Ce mouvement qui prend de l’ampleur n’est guère étonnant, les jeunes qui
manifestent le font parce qu’ils perçoivent que leurs intérêts vitaux sont en
jeu. Nombreux issus de milieux populaires, ils connaissent les difficultés
que vivent leurs parents : les bas salaires, le chômage, les reculs
sociaux… Ils savent que leur premier emploi ce sera la case chômage ou les
petits boulots mal payés. Ils savent que venant de Neuilly ou de la Courneuve
leur chance dans la vie ne sera pas la même. Leur révolte est nourrie par
les injustices, leur ras-le-bol d’une société capitaliste qui sape leur
avenir. Tout les discours sur « circulez il n’y a rien
à voir » les renvoie à une condition où les décisions sont
prises à leur place. Politiciens de
droite, comme de gauche, sont fébriles face à cette contestation. Les uns craignent une
amplification de la révolte sociale embrasant toutes les couches de la
société et venant percuter les ambitions du capital de remettre en cause tous
les acquis sociaux. Les autres voudraient piper leurs voix pour 2012 et
éteindre le brasier social, ce qui converge vers un même objectif :
empêcher toute remise en cause du système lui-même. Ne voit-on pas le socialiste
Strauss-Kahn dirigeant du FMI, dont la politique affame des milliards d’être
humains, applaudir au projet de loi sur les retraites de Sarkozy et du
patronat, les socialistes Attali (responsable d’une commission voulue par
Sarkozy sur la relance) et Mingaud (Député PS et Président de la cour des
comptes) demander d’une même voix le blocage des salaires des fonctionnaires et la liquidation des
services publics. Ne voit-on, pas le député socialiste Valls conseiller aux
jeunes de ne pas manifester, F. Hollande renchérir « le rôle du PS n’est
pas d’organiser des mouvements de rue », tandis que Martine Aubry, leur
suggère d’attendre 2012 tout en omettant de leur dire qu’elle est, comme la
CFDT, favorable à l’allongement de la durée de cotisation. Il n’y a rien à
faire avec tous ces gens-là, ils sont des serviteurs zélés des intérêts
capitalistes, pas plus qu’avec ceux des Verts, du NPA au PCF et au front de
gauche qui veulent gouverner avec eux.

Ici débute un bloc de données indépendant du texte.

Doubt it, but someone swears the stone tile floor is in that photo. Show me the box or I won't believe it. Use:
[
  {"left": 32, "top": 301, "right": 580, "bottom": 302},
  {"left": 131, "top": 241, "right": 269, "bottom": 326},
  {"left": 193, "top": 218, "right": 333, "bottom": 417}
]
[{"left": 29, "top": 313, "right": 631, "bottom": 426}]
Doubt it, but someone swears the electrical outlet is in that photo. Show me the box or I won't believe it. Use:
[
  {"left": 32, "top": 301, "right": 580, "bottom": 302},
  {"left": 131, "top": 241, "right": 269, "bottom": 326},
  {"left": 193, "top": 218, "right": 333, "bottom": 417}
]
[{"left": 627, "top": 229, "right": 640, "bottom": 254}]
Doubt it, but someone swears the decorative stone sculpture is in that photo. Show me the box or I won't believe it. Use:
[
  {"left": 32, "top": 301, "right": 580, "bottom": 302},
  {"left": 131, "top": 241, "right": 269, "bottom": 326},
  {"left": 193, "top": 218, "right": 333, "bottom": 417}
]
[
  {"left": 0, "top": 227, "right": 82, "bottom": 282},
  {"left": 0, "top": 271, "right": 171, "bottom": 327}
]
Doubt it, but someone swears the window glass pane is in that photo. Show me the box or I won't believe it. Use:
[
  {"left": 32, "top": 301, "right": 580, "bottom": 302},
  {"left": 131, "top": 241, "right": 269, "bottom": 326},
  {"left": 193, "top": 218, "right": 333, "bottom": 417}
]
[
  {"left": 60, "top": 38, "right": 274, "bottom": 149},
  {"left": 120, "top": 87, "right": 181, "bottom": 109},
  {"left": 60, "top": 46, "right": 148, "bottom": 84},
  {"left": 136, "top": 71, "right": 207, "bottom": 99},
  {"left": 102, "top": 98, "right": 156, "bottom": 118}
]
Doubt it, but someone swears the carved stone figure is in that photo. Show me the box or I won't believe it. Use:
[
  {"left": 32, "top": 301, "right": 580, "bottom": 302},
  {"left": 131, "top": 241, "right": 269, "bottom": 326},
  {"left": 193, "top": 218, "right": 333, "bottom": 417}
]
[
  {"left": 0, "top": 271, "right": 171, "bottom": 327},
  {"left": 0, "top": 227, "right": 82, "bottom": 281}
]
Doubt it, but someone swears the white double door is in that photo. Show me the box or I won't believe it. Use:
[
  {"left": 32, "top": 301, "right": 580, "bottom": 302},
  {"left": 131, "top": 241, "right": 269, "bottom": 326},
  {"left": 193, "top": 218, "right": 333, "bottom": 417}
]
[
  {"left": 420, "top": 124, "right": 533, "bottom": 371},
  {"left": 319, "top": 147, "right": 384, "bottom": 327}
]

Au contraire de ces
politiciens « Communistes » salue les luttes lycéennes comme
porteuse d’avenir, comme un lien entre les générations de ceux qui ne vivent
que de leur travail et refusent la politique de régression sociale. Alors
oui, lycéens, étudiants, salariés, tous ensemble pour faire reculer le
pouvoir et ouvrir de nouvelles perspectives de changement réel.